Visual Implicit Autoregressive Modeling¶

Conference: ICML 2026
arXiv: 2605.01220
Code: https://github.com/mobiushy/VIAR
Area: Image Generation / Autoregressive Generation / Implicit Deep Models
Keywords: VAR, Deep Equilibrium, Jacobian-Free Backprop, Next-scale prediction, Adaptive Inference

TL;DR¶

This paper integrates Deep Equilibrium (DEQ) implicit fixed-point layers into the next-scale autoregressive framework of VAR. By utilizing Stochastic Jacobian-Free Backpropagation to achieve constant-memory training, the authors compress the 2 billion parameters of VAR-d30 to 770 million. At inference, the number of iterations per scale becomes a "tunable knob"—maintaining an FID of 2.16 and sFID of 8.07 on ImageNet-256, while reducing the peak memory on a single 4090 from 19.24GB to 8.53GB and increasing throughput from 15.16 to 32.08 img/s.

Background & Motivation¶

Background: The two mainstream paradigms in image generation are diffusion and AR (Autoregressive). VAR (Tian et al. 2024) shifted image AR from next-token to next-scale prediction, generating multi-scale token maps from coarse to fine. Parallel prediction within each scale reduces the total attention complexity from \(O(n^6)\) to \(O(n^4)\) while preserving spatial locality, making it one of the strongest AR image generation paradigms.

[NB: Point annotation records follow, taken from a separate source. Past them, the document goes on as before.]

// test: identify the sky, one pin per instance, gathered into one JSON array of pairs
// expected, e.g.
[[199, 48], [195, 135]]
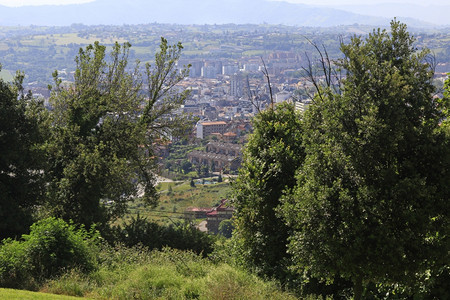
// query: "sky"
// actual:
[[310, 2], [40, 2]]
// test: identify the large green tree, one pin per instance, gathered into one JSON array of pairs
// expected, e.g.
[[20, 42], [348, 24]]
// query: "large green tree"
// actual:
[[371, 202], [272, 155], [102, 128], [20, 176]]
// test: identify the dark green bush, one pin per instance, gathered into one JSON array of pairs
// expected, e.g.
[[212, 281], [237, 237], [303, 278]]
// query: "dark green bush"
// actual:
[[182, 236], [51, 248]]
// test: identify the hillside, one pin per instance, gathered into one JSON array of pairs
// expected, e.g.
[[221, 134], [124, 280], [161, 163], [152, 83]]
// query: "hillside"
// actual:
[[119, 12]]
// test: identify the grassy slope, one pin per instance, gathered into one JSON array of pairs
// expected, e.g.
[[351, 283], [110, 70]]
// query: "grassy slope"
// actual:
[[26, 295], [173, 204]]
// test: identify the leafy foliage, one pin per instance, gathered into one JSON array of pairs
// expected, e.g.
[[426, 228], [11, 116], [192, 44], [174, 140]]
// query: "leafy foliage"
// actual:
[[182, 236], [52, 247], [100, 145], [371, 198], [20, 179], [271, 157]]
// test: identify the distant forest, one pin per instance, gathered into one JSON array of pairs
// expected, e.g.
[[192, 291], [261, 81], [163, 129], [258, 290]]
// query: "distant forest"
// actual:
[[38, 51]]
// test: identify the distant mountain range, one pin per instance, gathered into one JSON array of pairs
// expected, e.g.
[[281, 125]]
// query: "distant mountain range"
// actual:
[[119, 12]]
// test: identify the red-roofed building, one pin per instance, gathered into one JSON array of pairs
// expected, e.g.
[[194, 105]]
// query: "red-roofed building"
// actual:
[[217, 215]]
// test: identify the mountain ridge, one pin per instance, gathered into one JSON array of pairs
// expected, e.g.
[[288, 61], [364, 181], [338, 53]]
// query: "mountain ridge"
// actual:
[[118, 12]]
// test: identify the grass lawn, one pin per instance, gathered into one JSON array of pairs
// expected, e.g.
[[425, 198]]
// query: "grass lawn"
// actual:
[[6, 75], [27, 295]]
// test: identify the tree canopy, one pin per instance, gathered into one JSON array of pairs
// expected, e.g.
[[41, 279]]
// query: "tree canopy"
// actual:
[[20, 160], [102, 128], [272, 155]]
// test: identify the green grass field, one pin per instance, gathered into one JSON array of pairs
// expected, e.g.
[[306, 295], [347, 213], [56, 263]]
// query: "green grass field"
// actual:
[[176, 197], [26, 295], [6, 75]]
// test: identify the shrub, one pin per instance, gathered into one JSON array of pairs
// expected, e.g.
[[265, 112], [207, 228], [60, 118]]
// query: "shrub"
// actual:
[[51, 248]]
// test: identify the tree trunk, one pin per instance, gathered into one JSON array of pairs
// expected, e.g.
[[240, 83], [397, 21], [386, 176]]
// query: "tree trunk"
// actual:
[[357, 288]]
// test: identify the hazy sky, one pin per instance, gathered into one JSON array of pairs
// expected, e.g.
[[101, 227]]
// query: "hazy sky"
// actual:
[[311, 2], [360, 2], [40, 2]]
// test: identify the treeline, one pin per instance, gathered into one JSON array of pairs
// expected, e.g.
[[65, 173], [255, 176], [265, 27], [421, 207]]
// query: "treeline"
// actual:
[[348, 199], [91, 153]]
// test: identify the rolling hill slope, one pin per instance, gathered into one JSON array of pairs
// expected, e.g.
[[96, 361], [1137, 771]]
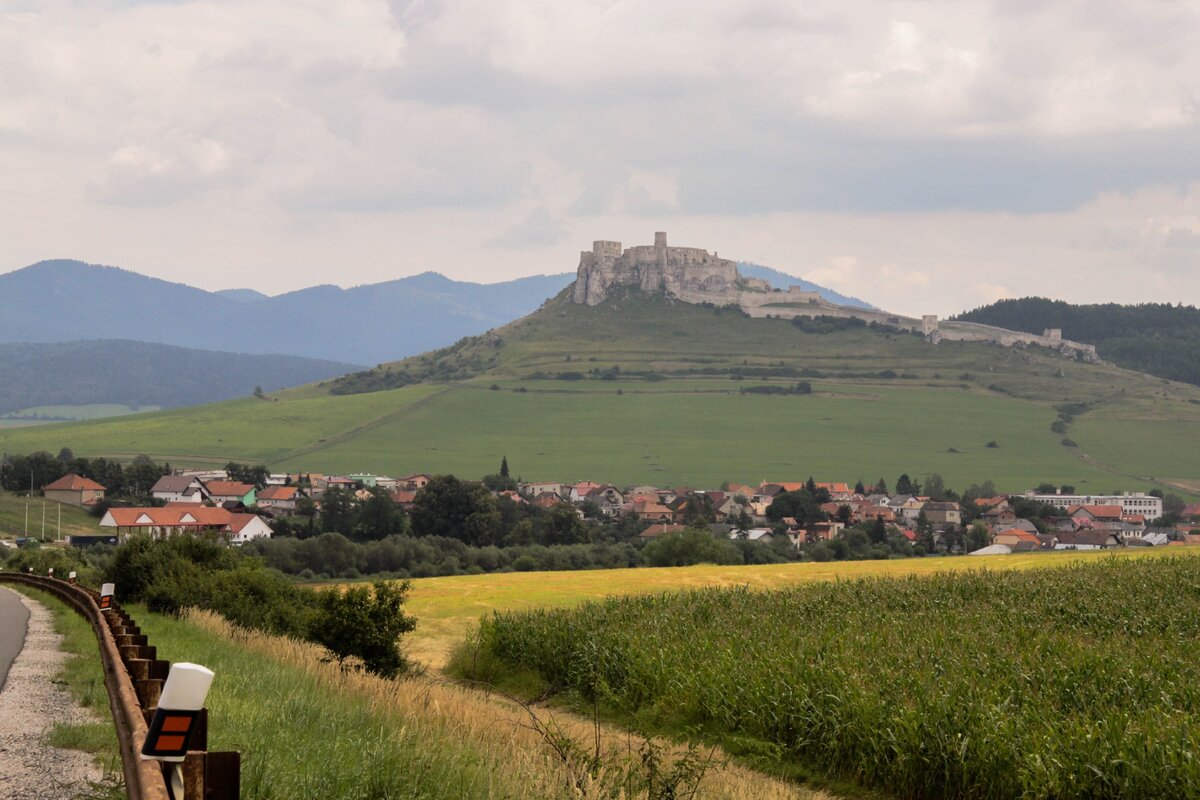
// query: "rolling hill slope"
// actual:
[[641, 389]]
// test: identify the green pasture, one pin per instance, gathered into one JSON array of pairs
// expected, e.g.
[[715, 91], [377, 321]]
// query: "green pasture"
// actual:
[[12, 517], [886, 403], [705, 438]]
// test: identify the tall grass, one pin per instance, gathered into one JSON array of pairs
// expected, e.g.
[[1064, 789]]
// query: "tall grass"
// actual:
[[307, 729], [1068, 683]]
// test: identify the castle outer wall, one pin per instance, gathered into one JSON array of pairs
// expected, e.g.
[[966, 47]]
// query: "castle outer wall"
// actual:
[[694, 275]]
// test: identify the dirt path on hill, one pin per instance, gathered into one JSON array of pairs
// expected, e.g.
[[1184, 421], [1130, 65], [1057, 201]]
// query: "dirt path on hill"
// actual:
[[30, 704]]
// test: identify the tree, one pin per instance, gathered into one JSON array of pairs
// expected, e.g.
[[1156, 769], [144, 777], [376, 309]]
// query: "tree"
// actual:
[[925, 535], [907, 486], [690, 546], [935, 487], [365, 624], [879, 531], [443, 505], [799, 504], [977, 537], [337, 511], [378, 517]]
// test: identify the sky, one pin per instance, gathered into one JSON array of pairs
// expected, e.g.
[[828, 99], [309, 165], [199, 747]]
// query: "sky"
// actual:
[[927, 156]]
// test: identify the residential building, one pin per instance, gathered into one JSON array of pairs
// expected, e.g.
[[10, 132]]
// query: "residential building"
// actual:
[[179, 488], [75, 491], [1129, 501], [222, 492]]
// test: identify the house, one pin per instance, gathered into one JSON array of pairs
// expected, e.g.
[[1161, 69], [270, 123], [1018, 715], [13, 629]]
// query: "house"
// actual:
[[1086, 540], [657, 530], [413, 482], [763, 535], [279, 498], [652, 511], [543, 487], [161, 523], [943, 513], [75, 491], [547, 499], [246, 527], [222, 492], [179, 488], [838, 492], [1018, 540]]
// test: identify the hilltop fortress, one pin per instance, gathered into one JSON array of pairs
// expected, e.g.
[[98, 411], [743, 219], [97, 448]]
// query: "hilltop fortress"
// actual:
[[696, 276]]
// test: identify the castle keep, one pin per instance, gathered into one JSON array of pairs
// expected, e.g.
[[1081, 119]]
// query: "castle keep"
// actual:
[[696, 276]]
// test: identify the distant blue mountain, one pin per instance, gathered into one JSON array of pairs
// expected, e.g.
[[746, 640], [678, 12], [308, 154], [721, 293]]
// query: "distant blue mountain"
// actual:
[[69, 301], [66, 300], [783, 281]]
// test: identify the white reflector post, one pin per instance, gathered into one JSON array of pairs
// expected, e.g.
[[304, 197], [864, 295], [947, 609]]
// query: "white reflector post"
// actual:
[[179, 705], [186, 687], [106, 597]]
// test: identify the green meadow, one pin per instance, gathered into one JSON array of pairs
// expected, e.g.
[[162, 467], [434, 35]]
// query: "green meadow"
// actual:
[[642, 390]]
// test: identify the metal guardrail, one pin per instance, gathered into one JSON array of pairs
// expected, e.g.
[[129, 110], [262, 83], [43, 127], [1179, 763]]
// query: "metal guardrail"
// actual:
[[133, 677]]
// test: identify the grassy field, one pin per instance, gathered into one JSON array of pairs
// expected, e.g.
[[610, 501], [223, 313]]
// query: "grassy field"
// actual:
[[12, 518], [307, 729], [448, 608], [93, 411], [936, 413], [1015, 684]]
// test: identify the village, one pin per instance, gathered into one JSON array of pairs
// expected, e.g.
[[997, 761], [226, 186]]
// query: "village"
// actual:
[[797, 512]]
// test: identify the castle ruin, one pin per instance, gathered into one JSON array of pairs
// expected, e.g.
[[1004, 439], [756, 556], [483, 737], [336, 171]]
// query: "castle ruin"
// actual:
[[694, 275]]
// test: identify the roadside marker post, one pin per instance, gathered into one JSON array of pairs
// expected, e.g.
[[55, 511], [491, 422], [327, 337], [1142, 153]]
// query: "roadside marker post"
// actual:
[[179, 708]]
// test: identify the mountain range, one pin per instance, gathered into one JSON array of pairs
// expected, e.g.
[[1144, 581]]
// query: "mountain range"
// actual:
[[141, 373], [66, 300]]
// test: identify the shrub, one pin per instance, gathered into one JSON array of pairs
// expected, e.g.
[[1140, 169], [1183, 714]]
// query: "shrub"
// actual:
[[365, 624]]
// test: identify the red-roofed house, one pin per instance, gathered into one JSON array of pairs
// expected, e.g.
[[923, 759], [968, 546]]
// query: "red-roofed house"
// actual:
[[243, 528], [654, 531], [75, 491], [283, 498], [231, 492]]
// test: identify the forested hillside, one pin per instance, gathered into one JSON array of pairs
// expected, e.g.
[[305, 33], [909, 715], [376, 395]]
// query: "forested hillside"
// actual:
[[1157, 338], [139, 373]]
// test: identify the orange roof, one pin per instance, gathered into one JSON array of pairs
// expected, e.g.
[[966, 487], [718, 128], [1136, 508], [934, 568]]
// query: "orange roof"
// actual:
[[239, 521], [73, 483], [1099, 512], [196, 516], [228, 488]]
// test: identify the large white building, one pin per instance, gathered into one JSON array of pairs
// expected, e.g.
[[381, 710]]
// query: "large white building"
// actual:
[[1131, 503]]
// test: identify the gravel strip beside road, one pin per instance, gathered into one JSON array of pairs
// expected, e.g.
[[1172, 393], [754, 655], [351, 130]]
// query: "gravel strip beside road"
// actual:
[[30, 704]]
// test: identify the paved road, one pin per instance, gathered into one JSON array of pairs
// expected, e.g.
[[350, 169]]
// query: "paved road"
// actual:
[[13, 620]]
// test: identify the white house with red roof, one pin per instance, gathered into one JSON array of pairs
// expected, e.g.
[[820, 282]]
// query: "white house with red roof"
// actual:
[[75, 491]]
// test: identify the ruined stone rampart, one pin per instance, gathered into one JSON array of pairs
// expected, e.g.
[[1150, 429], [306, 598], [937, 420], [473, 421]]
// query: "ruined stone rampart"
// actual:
[[696, 276]]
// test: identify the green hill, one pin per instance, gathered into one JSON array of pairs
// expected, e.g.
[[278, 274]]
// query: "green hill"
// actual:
[[1157, 338], [642, 389]]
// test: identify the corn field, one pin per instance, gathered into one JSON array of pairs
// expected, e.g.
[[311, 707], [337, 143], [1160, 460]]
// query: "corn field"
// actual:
[[1078, 681]]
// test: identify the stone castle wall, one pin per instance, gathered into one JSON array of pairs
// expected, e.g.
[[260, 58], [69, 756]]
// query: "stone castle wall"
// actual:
[[696, 276]]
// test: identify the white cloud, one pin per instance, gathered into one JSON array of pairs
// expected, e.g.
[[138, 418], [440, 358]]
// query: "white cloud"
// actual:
[[916, 154]]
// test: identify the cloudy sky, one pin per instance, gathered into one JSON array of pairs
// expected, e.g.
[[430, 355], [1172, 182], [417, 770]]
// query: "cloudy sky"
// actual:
[[928, 156]]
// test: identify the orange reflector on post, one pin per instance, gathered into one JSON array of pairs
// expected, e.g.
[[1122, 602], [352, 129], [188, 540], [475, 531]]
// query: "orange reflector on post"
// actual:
[[169, 732]]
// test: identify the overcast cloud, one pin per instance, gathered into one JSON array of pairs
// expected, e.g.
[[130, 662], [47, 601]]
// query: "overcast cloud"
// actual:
[[927, 156]]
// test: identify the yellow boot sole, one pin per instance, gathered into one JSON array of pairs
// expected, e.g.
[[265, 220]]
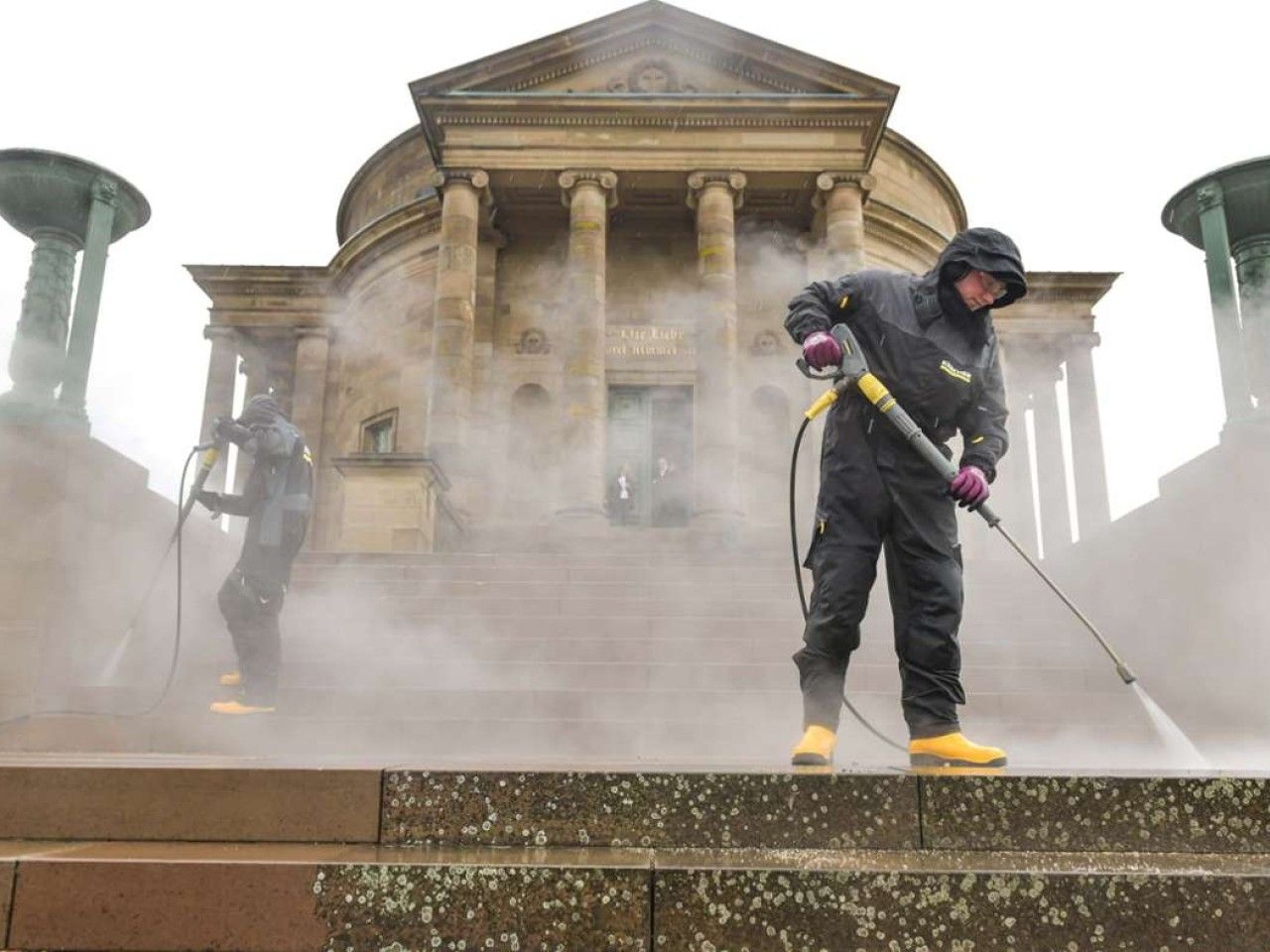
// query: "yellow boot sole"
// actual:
[[234, 707], [952, 751], [816, 749]]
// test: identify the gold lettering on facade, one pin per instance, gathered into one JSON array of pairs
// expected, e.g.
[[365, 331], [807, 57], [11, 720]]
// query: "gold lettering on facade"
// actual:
[[649, 340]]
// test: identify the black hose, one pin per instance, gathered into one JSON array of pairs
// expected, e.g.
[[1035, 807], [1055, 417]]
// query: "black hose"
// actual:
[[136, 619], [798, 579]]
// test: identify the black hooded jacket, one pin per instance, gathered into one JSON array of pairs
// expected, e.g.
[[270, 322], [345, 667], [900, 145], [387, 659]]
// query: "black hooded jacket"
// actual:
[[935, 356], [276, 499]]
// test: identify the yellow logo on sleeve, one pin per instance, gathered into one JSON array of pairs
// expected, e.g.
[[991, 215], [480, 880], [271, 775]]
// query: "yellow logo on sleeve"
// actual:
[[955, 373]]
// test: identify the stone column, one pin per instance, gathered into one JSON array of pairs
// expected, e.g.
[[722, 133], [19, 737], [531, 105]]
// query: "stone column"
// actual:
[[483, 370], [87, 298], [842, 195], [309, 389], [1252, 267], [463, 193], [39, 356], [1056, 524], [1092, 511], [588, 195], [715, 197], [1012, 493], [1220, 286], [218, 395]]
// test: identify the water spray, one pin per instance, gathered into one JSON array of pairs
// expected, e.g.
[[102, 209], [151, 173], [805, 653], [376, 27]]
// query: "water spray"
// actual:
[[853, 373], [211, 453]]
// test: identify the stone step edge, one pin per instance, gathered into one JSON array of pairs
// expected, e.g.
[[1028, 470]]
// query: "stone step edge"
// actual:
[[758, 858]]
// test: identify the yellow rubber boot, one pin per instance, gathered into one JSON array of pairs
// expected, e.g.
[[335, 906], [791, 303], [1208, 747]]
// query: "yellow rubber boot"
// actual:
[[952, 751], [234, 707], [816, 749]]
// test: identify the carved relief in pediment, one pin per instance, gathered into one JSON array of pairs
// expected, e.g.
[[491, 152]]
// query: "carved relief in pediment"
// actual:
[[653, 67], [651, 76]]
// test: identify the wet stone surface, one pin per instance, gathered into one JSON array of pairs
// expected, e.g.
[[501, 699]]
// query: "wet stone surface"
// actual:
[[476, 907], [702, 910], [830, 810], [1147, 814]]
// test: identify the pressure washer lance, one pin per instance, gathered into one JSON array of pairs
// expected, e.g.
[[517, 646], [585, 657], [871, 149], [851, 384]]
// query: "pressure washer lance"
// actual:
[[855, 372]]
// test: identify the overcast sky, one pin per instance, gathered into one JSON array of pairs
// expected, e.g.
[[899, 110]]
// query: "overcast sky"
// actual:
[[1067, 126]]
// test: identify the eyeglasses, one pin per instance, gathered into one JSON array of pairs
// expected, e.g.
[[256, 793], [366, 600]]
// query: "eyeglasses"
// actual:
[[992, 286]]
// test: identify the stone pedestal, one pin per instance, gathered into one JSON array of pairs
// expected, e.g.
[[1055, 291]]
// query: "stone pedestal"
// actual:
[[1252, 270], [309, 394], [715, 197], [1056, 522], [588, 195], [391, 503], [1092, 511], [218, 395], [1012, 492], [87, 299], [39, 356]]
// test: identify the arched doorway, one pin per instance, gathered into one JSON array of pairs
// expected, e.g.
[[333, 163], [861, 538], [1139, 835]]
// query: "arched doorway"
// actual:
[[529, 474]]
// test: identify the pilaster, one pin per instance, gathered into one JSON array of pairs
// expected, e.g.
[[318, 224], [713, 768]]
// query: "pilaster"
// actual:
[[589, 194], [715, 197]]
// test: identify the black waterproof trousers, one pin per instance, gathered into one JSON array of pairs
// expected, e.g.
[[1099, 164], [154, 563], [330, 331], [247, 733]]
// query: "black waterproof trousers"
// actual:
[[876, 493], [250, 599]]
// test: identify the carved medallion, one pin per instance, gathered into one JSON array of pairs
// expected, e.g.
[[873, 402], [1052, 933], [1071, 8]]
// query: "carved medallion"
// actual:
[[534, 340], [767, 343], [652, 77]]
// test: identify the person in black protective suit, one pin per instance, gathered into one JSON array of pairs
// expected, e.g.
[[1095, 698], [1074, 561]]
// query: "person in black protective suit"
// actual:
[[930, 340], [276, 502]]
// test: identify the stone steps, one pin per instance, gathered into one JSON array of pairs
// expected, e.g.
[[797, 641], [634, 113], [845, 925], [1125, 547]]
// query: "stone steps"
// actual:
[[367, 858], [580, 658]]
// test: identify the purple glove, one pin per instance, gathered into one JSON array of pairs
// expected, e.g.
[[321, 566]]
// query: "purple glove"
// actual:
[[821, 349], [969, 488]]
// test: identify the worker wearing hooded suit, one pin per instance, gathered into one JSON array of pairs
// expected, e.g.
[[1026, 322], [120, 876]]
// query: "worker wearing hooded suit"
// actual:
[[276, 502], [930, 340]]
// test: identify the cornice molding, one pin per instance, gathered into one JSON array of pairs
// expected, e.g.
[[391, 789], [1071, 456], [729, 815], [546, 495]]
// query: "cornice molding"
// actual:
[[662, 27]]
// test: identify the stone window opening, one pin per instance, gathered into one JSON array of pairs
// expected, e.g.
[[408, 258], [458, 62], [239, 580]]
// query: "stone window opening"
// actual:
[[379, 433]]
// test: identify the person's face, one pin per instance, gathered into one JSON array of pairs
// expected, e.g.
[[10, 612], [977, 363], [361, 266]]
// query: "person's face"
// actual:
[[979, 290]]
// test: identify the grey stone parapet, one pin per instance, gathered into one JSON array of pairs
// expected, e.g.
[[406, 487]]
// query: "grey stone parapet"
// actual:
[[659, 860]]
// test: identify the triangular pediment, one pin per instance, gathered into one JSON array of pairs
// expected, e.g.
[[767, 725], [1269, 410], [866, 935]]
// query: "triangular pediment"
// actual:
[[654, 49]]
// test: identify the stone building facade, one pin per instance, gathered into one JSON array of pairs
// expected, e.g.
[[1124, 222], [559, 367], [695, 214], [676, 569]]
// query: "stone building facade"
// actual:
[[579, 259]]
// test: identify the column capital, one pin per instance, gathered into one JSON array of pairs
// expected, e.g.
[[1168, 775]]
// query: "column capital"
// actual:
[[829, 180], [734, 180], [476, 178], [1080, 340], [602, 178], [1209, 195]]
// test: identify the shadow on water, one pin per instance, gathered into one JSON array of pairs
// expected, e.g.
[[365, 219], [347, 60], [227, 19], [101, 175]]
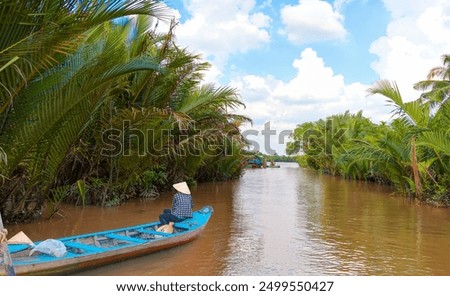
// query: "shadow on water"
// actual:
[[286, 221]]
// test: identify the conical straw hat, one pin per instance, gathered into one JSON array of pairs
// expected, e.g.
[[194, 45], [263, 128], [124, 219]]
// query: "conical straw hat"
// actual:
[[182, 187], [20, 238]]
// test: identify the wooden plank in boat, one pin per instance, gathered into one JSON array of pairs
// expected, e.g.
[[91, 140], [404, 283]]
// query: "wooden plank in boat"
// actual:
[[153, 232], [84, 247], [126, 238]]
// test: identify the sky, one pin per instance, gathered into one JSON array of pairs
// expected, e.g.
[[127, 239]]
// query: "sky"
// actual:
[[296, 61]]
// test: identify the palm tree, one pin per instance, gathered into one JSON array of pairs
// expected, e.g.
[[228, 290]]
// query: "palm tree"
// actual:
[[55, 72]]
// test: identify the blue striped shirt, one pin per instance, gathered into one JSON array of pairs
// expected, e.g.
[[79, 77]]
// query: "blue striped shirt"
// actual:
[[182, 205]]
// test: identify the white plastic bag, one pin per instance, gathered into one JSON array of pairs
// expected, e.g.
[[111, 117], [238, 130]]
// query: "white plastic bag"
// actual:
[[51, 247]]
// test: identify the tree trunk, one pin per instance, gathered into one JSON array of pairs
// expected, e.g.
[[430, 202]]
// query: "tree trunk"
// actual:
[[415, 169]]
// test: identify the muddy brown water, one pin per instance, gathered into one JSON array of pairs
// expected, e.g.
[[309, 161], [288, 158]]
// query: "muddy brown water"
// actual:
[[280, 221]]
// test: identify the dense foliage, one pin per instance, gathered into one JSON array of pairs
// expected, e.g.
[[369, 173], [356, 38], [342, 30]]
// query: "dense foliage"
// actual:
[[96, 107], [412, 152]]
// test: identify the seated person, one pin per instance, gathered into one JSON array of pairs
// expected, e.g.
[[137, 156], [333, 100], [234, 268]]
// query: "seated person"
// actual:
[[181, 205]]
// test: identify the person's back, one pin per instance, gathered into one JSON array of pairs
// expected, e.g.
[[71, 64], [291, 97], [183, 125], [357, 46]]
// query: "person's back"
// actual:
[[182, 205]]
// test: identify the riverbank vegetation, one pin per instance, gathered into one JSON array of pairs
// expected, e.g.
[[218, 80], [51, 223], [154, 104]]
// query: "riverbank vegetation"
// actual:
[[97, 107], [411, 153]]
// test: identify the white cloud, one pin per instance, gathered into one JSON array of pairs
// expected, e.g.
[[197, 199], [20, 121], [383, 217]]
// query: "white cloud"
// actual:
[[314, 93], [312, 21], [415, 39], [219, 29]]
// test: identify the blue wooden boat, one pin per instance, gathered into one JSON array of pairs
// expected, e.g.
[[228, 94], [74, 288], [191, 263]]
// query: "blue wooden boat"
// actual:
[[105, 247]]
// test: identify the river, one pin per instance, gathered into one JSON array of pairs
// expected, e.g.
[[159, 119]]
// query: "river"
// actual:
[[280, 221]]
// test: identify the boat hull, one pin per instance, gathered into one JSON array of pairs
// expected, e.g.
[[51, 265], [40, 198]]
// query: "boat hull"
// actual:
[[93, 256]]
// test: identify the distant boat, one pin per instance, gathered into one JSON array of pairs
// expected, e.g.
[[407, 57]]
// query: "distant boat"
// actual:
[[105, 247]]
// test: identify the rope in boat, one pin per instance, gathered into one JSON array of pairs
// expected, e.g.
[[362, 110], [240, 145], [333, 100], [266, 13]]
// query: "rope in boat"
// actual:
[[3, 234]]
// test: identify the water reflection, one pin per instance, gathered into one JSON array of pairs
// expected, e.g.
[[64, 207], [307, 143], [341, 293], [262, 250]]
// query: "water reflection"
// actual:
[[286, 221]]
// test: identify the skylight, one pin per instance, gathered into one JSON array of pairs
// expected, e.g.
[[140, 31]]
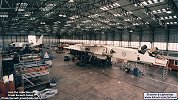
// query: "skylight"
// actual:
[[168, 17], [74, 17], [111, 6], [171, 23], [21, 6], [150, 2], [48, 7], [162, 11]]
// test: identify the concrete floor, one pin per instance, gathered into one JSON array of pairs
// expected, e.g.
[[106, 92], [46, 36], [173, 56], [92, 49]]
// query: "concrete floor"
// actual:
[[92, 83]]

Limitations of Prior Work: VAR still employs a deeply stacked explicit Transformer within each scale (e.g., 30 layers in VAR-d30). This introduces three engineering challenges: (1) High parameter count (2 billion for the d30 model); (2) Training memory grows linearly with depth due to activations and optimizer states; (3) Computational depth is fixed at 30 for every scale, preventing adaptive compute allocation based on scale size—even though the largest scale (high resolution) is the primary bottleneck for KV cache and latency.

Key Challenge: Model depth is both the "source of quality" and the "source of cost." In the VAR paradigm, these are coupled—achieving high quality requires depth, which necessitates high memory and latency. Figure 3 shows that on the largest scale, the cosine similarity exceeds 0.98 after 5 iterations and approaches 0.999 after 10, implying that deep stacking on high-resolution scales is actually over-computation.

Goal: Replace the "fixed depth stack" of VAR with a module "equivalent to infinite depth but with adjustable iterations," while maintaining next-scale parallelism and spatial locality.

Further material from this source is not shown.